# Why Don't Roofs Last As Long As The House?



## 3ifj39j9 (Dec 9, 2021)

A house lasts forever, so why don't roofs? Why do roofs only last around 20yrs before they need to be replaced?


----------



## roofermann (Jul 7, 2012)

3ifj39j9 said:


> A house lasts forever, so why don't roofs? Why do roofs only last around 20yrs before they need to be replaced?


Some do, like real slate or true standing seam metal. Blame the popularity of asphalt shingles. New home builders love them, cheap and quick to install.


----------



## 3ifj39j9 (Dec 9, 2021)

roofermann said:


> Some do, like real slate or true standing seam metal. Blame the popularity of asphalt shingles. New home builders love them, cheap and quick to install.


But they don't last. Is there anything cheap that lasts?


----------



## roofermann (Jul 7, 2012)

Cheap and durable is not a combo found in roofing systems


----------



## Lawrence Roofing (Dec 13, 2021)

I am not sure I would agree that "houses last forever." but they do last a long time with upkeep and replacement of things when they need it. Hence the replacement of roofs after they wear out.
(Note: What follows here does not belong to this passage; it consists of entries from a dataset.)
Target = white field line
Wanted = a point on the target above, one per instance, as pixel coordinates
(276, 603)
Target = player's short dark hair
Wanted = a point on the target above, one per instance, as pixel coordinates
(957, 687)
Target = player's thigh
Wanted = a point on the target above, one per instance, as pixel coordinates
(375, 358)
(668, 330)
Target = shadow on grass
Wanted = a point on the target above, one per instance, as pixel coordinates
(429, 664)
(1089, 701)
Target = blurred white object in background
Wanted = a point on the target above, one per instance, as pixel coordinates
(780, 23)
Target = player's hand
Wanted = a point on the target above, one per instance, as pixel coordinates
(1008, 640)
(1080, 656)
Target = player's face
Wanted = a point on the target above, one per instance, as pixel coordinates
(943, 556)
A house is simply a collection of systems, including a roof being one of those systems... you over time will update systems within your house (new windows, new electrical, new plumbing) as the house ages and new technologies become available. 

The only reason a house would "last forever" would be because of good upkeep, and repairing or replacing your roof is part of that upkeep.


----------



## RooferE (Jan 10, 2022)

Roofs take all the damage, you studs and sheetrock aren't hit by UV rays 12 hours a day or go thru freeze and thaw cycles, or get rain, hail, sleet, snow. The roof is what protects your house.


----------